Basic Structure of Processing and Analysis (Group Tower of Babel)

By Group "Tower of Babel"

After capturing the data we need, we promoted our project as the following steps:

Data cleaning
Text Processing
Analysis & Visualization

1. Data cleaning

The data we captured from the website contains so much redundancy that we do not need. Therefore, in this section, I would record the obstacles we encountered and what we did to transform the raw data into the format we can use.

The most important data we need is the information in the column ‘review_revs’ which contains the content of the reviews. However, there are some reviews are written in non-English language that can so we need to delete them.

The most important data we need is the information in the column ‘review_revs’ which contains the content of the comment. However, there are some comments are written in non-English language so we need to delete them. Every non-English comment is end with ‘Translate review to English’, therefore we only need to keep comments without this sentence:

dg = dg.loc[~dg['review_revs'].str.contains('Translate review to English')].copy()

There are some not-real-review information at the end of each comment that need to be deleted, for example ‘Helpful’, ‘Report abuse’.

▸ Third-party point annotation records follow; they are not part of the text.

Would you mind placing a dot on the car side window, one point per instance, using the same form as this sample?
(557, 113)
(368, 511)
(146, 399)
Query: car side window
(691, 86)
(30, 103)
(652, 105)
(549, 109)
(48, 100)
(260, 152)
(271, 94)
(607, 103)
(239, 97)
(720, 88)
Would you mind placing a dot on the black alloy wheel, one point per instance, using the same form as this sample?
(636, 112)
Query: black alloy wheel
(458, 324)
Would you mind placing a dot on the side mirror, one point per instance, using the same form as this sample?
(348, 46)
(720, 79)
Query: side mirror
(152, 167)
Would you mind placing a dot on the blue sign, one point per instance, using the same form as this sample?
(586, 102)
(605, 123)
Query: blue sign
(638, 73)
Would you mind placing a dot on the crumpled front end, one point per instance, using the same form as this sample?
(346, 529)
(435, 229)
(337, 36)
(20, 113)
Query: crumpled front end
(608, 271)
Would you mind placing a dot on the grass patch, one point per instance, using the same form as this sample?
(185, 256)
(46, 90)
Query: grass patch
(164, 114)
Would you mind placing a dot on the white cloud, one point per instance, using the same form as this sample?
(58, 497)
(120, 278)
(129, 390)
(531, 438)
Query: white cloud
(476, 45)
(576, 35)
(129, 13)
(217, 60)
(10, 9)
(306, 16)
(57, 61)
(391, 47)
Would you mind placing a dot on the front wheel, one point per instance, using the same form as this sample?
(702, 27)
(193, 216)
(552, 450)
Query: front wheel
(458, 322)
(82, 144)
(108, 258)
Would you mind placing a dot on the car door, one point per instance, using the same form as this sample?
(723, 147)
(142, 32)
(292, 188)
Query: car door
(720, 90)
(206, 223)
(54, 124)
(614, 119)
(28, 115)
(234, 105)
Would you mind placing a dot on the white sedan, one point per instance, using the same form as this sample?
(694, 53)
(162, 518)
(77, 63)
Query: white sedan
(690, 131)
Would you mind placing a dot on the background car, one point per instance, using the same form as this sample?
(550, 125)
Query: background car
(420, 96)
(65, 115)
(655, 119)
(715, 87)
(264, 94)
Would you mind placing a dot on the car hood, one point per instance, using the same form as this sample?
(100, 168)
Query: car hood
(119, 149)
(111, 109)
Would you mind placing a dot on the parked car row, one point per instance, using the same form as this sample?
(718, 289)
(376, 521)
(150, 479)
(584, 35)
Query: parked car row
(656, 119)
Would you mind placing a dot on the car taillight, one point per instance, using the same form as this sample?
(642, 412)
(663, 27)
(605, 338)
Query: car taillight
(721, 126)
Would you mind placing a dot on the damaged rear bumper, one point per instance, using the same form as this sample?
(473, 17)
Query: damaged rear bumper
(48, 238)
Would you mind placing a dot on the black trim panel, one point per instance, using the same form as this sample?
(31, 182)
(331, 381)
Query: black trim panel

destr = "found this helpful', 'Helpful', 'Report abuse'"
destr2 = "'Helpful', 'Report abuse'"

item = list(dg['review_revs'])
a_list = []
for i in item:
    i = i.replace(destr,'')
    i = i.replace(destr2, '')
    a_list.append(i)
dg['review_revs'] = a_list

2. Text Processing

In this section, I would introduce the main steps of text processing in our project.

Step 1. Convert all the text into lowercase

df['review'] = df.review.apply(lambda x: x.lower())

Step 2. Remove punctuation

punctuation_str = string.punctuation
df['review'] = df.review.apply(lambda x: re.sub(r'[{}]+'.format(punctuation_str),"",x))

Step 3. Remove stopwords & Tokenize

Stopwords generally don’t convey much valuable information but can frequently appear in the text. Removing stopwords can increase efficiency and accuracy of text analysis.

We download 'stopwords' by 'nltk' :

import nltk
import ssl

try:
    _create_unverified_https_context = ssl._create_unverified_context
except AttributeError:
    pass
else:
    ssl._create_default_https_context = _create_unverified_https_context

nltk.download('stopwords')

And then, use module 're' to do the tokenize (for we can not successfully download the package 'tokenize'):

alist = df['review'].tolist()
blist = []
clist = []
stopw = stopwords.words('english')

for id in alist:
    #delete numbers
    cc = re.sub(r'[0-9]',"",id)   
    x=0
    #delete stopwords
    while x<len(stopw):
        cc = cc.replace(' '+stopw[x]+' '," ") 
        #cc = cc.replace(stopw[x]+' '," ") 
        x+=1
    bb = list(filter(None,cc.split(" ")))
    blist.append(bb)
    clist.append(cc)

df['review_tk'] = blist

df['review_untk'] = clist

3. Analysis & Visualization

In this section, we mainly use packages 'seanborn', 'wordcloud' and 'matplotlib' to visualize our results.

1) Ratings for overall and different models

We want to get the percentage of different scores (1,2,3,4,5) , so we define the function rate(input_data,name) to show the frequency of each score in one histogram. input_data should be a DataFrame, name should be a string:

def rate(input_data,name):
    fig = plt.figure(figsize=(9,5))
    ax = sns.countplot('review_stars',data=input_data,palette='Spectral')
    plt.xlabel('ratings')
    plt.title('Ratings in 2017-2022 ({})'.format(name))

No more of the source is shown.